Phase-field modeling of solute precipitation and dissolution

TL;DR

This paper introduces a phase-field model for simulating solute precipitation and dissolution at liquid-solid interfaces, demonstrating convergence to sharp-interface limits and validating the approach with analytical solutions.

Contribution

It adapts and validates phase-field modeling techniques specifically for precipitation and dissolution processes, highlighting differences from solidification models.

Findings

The model converges to the sharp-interface limit.

Validation against analytical solutions confirms accuracy.

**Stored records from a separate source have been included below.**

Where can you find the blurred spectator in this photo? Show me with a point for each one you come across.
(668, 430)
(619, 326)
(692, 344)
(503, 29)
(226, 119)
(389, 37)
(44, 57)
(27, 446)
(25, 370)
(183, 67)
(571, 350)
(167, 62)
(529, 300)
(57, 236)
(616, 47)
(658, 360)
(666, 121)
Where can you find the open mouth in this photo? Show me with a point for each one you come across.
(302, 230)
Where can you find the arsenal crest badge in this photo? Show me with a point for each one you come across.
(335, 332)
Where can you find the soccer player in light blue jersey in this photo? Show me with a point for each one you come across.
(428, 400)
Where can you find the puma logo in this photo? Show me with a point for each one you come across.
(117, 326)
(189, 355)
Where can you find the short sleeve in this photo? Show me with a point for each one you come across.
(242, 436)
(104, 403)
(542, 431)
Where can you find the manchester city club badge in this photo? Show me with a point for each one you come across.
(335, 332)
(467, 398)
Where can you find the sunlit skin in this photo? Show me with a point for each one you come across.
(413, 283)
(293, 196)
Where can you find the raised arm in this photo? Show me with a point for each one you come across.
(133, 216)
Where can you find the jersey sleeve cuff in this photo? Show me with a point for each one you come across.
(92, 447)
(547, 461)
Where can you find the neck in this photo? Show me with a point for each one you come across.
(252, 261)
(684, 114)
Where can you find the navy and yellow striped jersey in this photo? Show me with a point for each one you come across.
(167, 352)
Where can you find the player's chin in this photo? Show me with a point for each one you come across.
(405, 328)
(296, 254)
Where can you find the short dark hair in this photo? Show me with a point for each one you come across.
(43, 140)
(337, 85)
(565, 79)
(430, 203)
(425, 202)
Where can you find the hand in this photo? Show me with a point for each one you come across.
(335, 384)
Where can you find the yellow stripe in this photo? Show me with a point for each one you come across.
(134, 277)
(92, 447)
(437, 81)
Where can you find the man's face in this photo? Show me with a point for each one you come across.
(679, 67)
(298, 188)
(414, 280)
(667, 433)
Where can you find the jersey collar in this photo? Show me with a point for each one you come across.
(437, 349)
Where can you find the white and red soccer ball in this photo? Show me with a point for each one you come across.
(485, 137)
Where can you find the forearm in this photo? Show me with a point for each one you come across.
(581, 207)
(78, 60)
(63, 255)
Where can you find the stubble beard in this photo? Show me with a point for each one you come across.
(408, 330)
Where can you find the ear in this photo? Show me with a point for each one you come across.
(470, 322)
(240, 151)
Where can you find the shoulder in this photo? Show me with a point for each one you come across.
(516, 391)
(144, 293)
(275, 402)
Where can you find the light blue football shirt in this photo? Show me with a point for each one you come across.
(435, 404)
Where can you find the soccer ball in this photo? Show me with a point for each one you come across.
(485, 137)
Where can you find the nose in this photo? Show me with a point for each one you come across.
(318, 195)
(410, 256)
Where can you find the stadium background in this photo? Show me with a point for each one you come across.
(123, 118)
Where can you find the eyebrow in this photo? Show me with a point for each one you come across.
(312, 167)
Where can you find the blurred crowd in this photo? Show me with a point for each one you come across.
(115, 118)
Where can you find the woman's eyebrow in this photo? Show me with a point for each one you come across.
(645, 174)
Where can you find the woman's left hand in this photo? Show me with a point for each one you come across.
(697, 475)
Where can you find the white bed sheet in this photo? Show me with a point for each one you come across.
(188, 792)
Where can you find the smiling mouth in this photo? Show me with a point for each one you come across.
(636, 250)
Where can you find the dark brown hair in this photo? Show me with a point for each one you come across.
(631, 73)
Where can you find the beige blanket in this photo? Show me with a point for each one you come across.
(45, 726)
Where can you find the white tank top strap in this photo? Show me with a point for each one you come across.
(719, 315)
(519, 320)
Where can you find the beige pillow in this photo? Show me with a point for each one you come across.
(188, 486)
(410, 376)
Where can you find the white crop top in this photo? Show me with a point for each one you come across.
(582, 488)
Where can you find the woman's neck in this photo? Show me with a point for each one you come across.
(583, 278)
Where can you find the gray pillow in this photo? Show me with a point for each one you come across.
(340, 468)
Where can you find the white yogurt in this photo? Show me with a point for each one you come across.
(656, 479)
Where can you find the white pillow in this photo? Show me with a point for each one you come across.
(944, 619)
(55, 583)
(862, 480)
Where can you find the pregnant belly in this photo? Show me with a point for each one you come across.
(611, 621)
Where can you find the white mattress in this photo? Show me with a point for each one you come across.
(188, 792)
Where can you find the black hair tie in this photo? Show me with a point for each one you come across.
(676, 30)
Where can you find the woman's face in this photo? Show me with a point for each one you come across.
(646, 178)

The approach effectively captures discontinuous concentration fields.

Abstract

A phase-field approach to the dynamics of liquid-solid interfaces that evolve due to precipitation and/or dissolution is presented. For the purpose of illustration and comparison with other methods, phase field simulations were carried out assuming first order reaction (dissolution/precipitation) kinetics. In contrast to solidification processes controlled by a temperature field that is continuous across the solid/liquid interface (with a discontinuous temperature gradient) precipitation/dissolution is controlled by a solute concentration field that is discontinuous at the solid/liquid interface. The sharp-interface asymptotic analysis of the phase-field equations for solidification [Karma and Rappel, Phys. Rev. E57 (1998) 4342] has been modified for precipitation/dissolution processes to demonstrate that the phase-field equations converge to the proper sharp-interface limit. The mathematical model has been validated for a one-dimensional precipitation/dissolution problem by comparison with the analytical solution.